There are a lot of reasons why it's awful. First of all, by the time August comes along things have kind of settled down into a general summer malaise. Sure there is a steady stream of SUV's towing boats and RV's cruising through town, but those people spread out across the area and don't bother us too much. So we are like a cat lying in a sunbeam, happy and fat and just loving the way things are and all of the sudden BAM! Eight thousand twenty-somethings come rolling into town all at once. Now that's a shock to the system. Seriously, the energy level in this town jumps about sixty-fold on Moving In Weekend. The stores suddenly become nuts. The bars suddenly become packed. There are about eleventy billion more cars on the roads. And there are people screaming in the streets at all hours of the day and night. You can't even get a tin roof sundae at Frost Treats without setting up a tent the night before like you are in line for concert tickets. It's ridiculous.
It's especially ridiculous if you have already graduated, because as one gets older the traditional college activities become less and less exciting. And the people who all of the sudden are surrounding you and engaging in those activities with uncommon zeal start to piss you off. So I guess that what I am saying is that you start to feel that most of the kids who re-emerge on Moving In Weekend are douchebags. And several are. And I am too. But the last thing any town needs is more douchebags, especially when the weather is nice and they are outside. That is the worst part of Moving In Weekend.
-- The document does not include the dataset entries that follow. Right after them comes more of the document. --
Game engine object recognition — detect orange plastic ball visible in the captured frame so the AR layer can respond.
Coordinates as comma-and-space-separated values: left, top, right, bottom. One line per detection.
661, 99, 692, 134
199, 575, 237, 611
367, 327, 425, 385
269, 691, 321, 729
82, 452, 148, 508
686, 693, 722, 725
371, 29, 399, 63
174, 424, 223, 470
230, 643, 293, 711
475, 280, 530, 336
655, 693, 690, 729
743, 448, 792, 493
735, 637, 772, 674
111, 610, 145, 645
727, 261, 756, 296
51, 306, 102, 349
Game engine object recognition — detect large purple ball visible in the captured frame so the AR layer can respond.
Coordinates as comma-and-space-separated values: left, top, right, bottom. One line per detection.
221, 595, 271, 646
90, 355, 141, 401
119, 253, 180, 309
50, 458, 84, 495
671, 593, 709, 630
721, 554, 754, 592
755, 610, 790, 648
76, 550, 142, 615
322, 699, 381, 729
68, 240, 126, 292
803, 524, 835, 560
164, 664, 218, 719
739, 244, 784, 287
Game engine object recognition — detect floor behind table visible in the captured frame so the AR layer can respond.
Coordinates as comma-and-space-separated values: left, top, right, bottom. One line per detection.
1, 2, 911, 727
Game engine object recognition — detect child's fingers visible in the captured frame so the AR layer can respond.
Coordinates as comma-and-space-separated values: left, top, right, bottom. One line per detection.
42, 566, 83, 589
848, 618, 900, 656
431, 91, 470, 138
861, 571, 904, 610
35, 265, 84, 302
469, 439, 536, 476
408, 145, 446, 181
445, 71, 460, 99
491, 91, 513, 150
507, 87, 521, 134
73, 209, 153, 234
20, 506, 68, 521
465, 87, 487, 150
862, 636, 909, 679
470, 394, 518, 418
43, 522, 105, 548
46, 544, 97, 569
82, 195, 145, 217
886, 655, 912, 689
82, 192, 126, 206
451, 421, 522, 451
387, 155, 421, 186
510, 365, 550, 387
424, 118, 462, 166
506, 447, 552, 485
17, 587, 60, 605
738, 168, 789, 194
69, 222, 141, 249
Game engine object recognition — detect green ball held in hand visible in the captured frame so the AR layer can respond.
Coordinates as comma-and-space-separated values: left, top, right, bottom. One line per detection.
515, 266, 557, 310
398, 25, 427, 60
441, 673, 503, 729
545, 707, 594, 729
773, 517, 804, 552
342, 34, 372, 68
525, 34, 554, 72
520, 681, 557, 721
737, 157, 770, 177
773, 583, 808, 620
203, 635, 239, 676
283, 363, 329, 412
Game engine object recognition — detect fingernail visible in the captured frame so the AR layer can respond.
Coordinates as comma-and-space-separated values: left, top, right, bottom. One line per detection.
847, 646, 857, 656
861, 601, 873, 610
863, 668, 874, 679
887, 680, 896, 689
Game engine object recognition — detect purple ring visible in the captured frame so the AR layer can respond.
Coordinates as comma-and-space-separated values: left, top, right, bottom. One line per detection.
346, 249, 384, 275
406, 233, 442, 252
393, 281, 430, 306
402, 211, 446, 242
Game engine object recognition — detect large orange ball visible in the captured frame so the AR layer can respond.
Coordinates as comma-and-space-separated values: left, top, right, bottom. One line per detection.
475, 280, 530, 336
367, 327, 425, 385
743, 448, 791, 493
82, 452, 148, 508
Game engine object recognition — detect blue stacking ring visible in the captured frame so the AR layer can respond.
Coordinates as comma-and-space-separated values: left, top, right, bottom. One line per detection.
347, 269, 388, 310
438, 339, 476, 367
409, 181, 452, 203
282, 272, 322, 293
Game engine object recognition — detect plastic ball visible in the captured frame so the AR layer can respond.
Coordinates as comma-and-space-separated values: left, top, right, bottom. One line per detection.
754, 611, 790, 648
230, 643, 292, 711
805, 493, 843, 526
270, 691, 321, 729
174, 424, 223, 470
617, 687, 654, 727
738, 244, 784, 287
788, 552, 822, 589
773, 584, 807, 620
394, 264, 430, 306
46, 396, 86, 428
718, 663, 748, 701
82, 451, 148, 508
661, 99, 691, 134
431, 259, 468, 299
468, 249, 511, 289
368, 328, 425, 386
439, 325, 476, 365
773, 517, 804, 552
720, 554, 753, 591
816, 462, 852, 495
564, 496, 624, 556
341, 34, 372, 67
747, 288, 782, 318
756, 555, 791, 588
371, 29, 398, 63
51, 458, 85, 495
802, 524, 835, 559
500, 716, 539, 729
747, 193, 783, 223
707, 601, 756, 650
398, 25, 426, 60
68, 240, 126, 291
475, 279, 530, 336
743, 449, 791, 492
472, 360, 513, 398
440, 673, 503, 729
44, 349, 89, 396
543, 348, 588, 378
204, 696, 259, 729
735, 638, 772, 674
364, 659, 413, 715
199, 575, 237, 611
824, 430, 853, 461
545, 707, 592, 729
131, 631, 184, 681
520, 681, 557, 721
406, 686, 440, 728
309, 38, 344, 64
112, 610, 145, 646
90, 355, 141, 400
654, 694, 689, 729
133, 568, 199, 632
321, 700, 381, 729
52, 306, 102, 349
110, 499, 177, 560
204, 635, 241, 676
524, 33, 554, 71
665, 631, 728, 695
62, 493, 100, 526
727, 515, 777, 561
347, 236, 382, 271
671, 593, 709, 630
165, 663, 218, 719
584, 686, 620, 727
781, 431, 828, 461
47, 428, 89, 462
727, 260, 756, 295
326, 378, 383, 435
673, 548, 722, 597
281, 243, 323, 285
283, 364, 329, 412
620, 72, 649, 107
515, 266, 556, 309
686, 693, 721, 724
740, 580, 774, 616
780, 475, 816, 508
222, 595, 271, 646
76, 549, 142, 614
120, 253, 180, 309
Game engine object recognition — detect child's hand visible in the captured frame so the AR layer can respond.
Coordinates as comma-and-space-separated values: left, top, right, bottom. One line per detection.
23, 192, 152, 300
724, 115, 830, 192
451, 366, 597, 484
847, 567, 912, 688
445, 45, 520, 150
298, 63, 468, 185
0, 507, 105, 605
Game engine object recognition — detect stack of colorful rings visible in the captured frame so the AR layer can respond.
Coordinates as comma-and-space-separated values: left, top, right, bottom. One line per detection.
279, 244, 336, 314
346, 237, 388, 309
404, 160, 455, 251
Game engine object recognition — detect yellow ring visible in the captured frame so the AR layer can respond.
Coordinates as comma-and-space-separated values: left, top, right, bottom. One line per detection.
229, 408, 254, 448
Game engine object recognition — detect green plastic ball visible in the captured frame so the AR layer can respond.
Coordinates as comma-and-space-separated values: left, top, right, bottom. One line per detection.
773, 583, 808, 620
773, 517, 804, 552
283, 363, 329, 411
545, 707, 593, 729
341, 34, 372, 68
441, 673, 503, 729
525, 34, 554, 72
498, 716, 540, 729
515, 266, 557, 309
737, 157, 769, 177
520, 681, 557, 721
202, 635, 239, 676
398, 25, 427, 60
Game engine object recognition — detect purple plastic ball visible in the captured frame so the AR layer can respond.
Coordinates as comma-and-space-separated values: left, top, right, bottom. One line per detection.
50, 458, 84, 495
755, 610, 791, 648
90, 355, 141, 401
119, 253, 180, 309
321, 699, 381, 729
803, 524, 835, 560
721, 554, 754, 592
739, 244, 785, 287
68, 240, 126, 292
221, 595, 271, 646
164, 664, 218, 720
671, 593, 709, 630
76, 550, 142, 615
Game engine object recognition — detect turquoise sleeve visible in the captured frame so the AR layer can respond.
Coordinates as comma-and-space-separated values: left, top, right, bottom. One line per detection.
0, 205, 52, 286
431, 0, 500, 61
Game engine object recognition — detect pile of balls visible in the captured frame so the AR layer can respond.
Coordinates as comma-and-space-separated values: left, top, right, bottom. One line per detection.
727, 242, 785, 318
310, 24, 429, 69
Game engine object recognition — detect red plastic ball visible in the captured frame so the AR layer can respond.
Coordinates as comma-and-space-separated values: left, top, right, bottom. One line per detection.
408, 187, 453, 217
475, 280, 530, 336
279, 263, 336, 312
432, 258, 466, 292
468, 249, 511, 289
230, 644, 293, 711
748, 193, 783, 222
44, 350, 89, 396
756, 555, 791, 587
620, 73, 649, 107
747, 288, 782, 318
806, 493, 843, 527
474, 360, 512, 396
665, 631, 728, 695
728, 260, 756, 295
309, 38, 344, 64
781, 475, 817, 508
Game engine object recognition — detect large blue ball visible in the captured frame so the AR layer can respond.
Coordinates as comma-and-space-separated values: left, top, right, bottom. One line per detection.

Now, there are some nice things about Moving In Weekend. Most businesses, especially retail and restaurants do really well. Suddenly there are a lot more pretty girls and handsome guys running around for the single set to prey upon. And there are a lot more out of state license plates to take to pressure of the police off us locals. And the townies can stop preying on each other and turn their attention towards their more traditional foes. But despite it all it's really a weekend that everyone here at Big Dave and Company likes to avoid. Have you ever been sitting in your dark house, relaxing comfortably on the couch right in front of the sliding glass door watching the tube, maybe watching Charles in Charge on DVD or doing some home shopping on QVC, when your best friend Dan sneaks around into the backyard and knocks loudly on the glass door and scares the hell out of you? You jump straight into the air, levitate maybe two feet off the couch, and land four feet away in a corner holding the TV remote like a weapon with every hair on your body standing on end. Meanwhile, Dan in lying on the patio wheezing and laughing so hard that he pisses his pants. Have you ever had that happen? Well, summer in a college town is like you when you are lying on your couch. The school year is like after it's over and Dan has come inside and you two are eating Chex Mix and playing air hockey in the basement. But Moving In Weekend is like that moment when Dan's hand as just struck the glass, and you are launching yourself into the stratosphere and you heart is actually stopping in your chest. Yeah, that moment is Moving In Weekend. And nobody likes that moment except for Dan. So I guess you'd say that he's like the students. And that is why on Moving In Weekend, Big Dave and Company moves out.